Dutch disease refers to an economic situation that is observed in countries which are abundant in natural resources. Owing to this, these economies are mostly inclined towards the export of the resource, leading to a current account surplus and a rapid appreciation in their local currencies. This rapid appreciation leads to the exports from other traditional sectors becoming non-competitive in the market – the net result being that the economy becomes overly dependent on a single sector with high price sensitivity. The term was originally coined in 1978 by the Economist to mark the decline in the manufacturing sector in the Netherlands after the discovery of natural gas.

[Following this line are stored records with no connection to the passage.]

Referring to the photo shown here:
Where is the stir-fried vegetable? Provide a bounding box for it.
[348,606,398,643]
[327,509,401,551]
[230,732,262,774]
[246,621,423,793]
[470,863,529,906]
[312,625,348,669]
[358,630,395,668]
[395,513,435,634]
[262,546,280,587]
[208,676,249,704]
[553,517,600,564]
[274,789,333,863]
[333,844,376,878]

However, if we consider the same in another perspective, it also apparently gives a country a huge deal of negotiation power and leverage in international relations (Oil diplomacy, perhaps?). Let us assume an oil rich country X with currency C. The international prices of oil are denominated in USD, whereas the current account for country X is denominated in the local currency C. As C will tend to appreciate, the price of oil will also have to rise in USD to ensure that the current account surplus is maintained and it does not result in translation losses for country X. Thus, setting in motion a natural contango for oil prices. Contango refers to an economic situation where future prices are greater than current spot prices. Russian oil boom can also be attributed as example of Dutch disease.  
What happens when the country X runs out of resources? The country will have to continue to reinvest its earnings during the entire course of natural resource lifecycle into areas which can serve its growth story later- for instance, Dubai is looking to position itself as a major tourism and health city once it exhausts its oil reserves. The reinvestment of funds at high pace will lead to a sudden boom in the local economy coupled with not just an appreciating currency but also with rising prices of basic goods and commodities. Owing to this high pace of development, the shortage in skilled human capital will be met with infusion of large migrant workforce. However, once the resources are exhausted the incomes will fall back to normal levels and might lead to an economic cycle bust in case the transition is not complete.
Another interesting development that can be viewed in relation to the Dutch disease is the practice of Oil loans, i.e. soft loans against the value of oil exported. China has been following this strategy for funding infrastructure projects in energy rich Africa and Latin America. It serves two purposes: It helps in providing it energy security while also helping to utilize its excess capacity. While the loans may work perfectly fine in a normal market, in case the market enters into backwardation it can lead to serious impact on both sides, resulting in a possible downgrade for the exporting country.
It is largely owing to this phenomenon, the manufacturing sector in oil rich middle-east countries mostly remains competitive owing to the subsidies given by the local governments. In fact, most of the export oriented industries in the Middle East are located in Public Free Zones where they get access to both duty free exports and imports. International trade agreements also play a significant role, for instance the existence of the Multi Fiber Agreement pre-2005 led to the growth of textile and apparel manufacturing in the middle-east.
The problem with this kind of growth can be prevented by either slowing the flow of funds or by increasing the savings rate in the exporting country, which is achievable by curbing exports and by investing the proceeds overseas in the form of sovereign funds. Furthermore, in case the investments are made in the direction of human capital or towards technological progress, it might lead to a more sustainable growth in real GDP.
Perhaps the only possible and viable solution to the Dutch disease is rather than export, if the country itself becomes the consumer of the resource. In such a situation the volatility in the resource price does not impact the economy while at the same point of time the high convenience yield for the resource helps in boosting the manufacturing sector by reducing input costs. For instance, China though being rich in natural resources is not prone to this phenomenon as it largely consumes it on its own without any exports. Smaller resource rich countries should look at forming economic blocks and counter the Dutch disease in order to build a sustainable economy and may also look at having a common currency if needed. Furthermore, the blocks should be formed in a manner whereby the member countries are rich in resources that have little correlation to each other.